Le champion marocain de Taekwondo, Anouar Boukharsa, s’est même filmé (octobre 2019) dans sa folle traversée vers les Iles Canaries en arborant le V de la victoire et, comble de désespoir, en jetant sa médaille à la mer. Quelques semaines après, le boxeur Hakim originaire d’Agadir a, lui aussi, émigré clandestinement à bord d’une embarcation vers l’Espagne. Dans une vidéo, il apparaît en compagnie d’autres personnes bravant les vagues de la Méditerranée.
En octobre 2019, c’est le footballeur, Hicham Kellouch, ancien international dans les catégories des jeunes, qui a préféré risquer sa vie que de vivre dans la misère du sport national. Le pauvre kick-boxeur Ayoub Mabrouk n’est pas arrivé à destination puisqu’il est mort noyé (novembre 2018) entre la ville de Tanger et les côtes de Cadiz.
Une multiplication de fuites des muscles qui n’a pas éveillé la conscience de nos dirigeants et de nos décideurs qui détiennent une part de responsabilité dans ces tragédies.
D’autres sportifs ont été plus chanceux, si l’on ose écrire, en profitant des déplacements à l’étranger avec leurs équipes nationales pour prendre la poudre d’escampette. Il s’agit notamment de la footballeuse Meriem Bouhid, de deux joueurs de Beach handball (Zouhair Ouasfi et Ismail El Alami), de deux lutteurs (Anwar Tankou et Ayoub Hanin) et de deux handballeurs (Hicham Bourkib et Youssef Temmah).
Tous ces sportifs ont fait défection pendant qu’ils participaient à des tournois internationaux ou des matches de préparation en Espagne et en Grèce. Certes, la fuite des muscles remonte à très longtemps car déjà en 1992 des athlètes avaient disparu après avoir participé au championnat du monde de cross-country à Boston avant qu’ils ne soient récupérés quelque temps plus tard.
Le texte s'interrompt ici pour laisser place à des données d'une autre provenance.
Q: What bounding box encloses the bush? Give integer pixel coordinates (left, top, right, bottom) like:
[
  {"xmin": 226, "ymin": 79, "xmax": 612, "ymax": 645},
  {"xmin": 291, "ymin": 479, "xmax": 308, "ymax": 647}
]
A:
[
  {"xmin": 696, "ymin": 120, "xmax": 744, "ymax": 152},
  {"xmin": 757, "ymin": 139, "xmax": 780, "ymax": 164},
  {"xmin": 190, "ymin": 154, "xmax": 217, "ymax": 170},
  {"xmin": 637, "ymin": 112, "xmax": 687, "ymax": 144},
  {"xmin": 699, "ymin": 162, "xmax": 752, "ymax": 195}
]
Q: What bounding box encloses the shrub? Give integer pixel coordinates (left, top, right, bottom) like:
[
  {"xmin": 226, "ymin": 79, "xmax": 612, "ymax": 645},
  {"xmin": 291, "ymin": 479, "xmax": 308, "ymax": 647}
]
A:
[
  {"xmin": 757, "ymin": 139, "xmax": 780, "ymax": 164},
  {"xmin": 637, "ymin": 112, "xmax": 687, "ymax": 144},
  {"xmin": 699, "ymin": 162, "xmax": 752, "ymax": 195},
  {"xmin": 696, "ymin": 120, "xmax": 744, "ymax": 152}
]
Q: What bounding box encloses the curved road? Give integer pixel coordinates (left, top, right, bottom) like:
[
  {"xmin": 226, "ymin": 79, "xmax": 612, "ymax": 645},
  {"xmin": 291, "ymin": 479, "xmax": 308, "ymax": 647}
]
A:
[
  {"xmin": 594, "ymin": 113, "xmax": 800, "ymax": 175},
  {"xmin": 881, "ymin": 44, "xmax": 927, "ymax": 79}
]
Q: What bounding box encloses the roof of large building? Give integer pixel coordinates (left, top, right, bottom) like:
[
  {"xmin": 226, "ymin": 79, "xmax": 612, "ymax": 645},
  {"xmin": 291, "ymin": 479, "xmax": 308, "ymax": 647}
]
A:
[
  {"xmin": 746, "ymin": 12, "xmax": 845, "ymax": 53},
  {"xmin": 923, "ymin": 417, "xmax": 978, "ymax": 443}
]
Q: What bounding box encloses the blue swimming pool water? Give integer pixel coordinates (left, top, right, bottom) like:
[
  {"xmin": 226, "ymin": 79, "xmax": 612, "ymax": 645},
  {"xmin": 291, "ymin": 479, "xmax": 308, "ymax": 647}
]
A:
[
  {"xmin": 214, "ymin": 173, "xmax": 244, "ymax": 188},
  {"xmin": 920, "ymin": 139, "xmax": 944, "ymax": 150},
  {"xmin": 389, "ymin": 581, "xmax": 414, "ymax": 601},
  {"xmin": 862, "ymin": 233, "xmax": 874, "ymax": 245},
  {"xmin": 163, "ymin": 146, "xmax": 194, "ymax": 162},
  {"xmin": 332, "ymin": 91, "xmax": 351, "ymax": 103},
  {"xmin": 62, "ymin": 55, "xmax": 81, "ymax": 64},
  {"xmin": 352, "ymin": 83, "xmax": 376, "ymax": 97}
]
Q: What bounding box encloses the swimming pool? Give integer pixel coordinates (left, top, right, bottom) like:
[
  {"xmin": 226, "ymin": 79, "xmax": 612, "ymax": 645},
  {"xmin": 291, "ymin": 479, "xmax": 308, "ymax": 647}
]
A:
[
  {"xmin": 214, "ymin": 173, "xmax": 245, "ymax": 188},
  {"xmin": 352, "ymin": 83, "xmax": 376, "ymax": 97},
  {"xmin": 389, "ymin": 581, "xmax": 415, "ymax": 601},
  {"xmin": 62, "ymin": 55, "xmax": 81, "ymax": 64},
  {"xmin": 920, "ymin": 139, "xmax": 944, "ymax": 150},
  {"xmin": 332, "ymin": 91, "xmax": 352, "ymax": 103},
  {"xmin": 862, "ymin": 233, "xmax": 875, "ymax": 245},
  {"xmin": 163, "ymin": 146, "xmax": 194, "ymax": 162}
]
Mais de là à ce qu’un sportif marocain de haut niveau prenne place dans une embarcation de fortune pour traverser la Méditerranée, c’est un terrible constat que les dirigeants des fédérations n’ont même daigné faire.
Pourtant, ces actes reflètent la désillusion, voire le summum du désespoir de sportifs de haut niveau qui n’arrivent pas à survivre dans leurs pays. A tel point qu’un coureur cycliste s’est réfugié chez un club israélien pour assurer sa carrière. Certes, il a dû résilier son contrat après coup mais cette fuite vers l’inconnu des jeunes d’une vingtaine d’années démontre que notre sport va de plus en plus mal.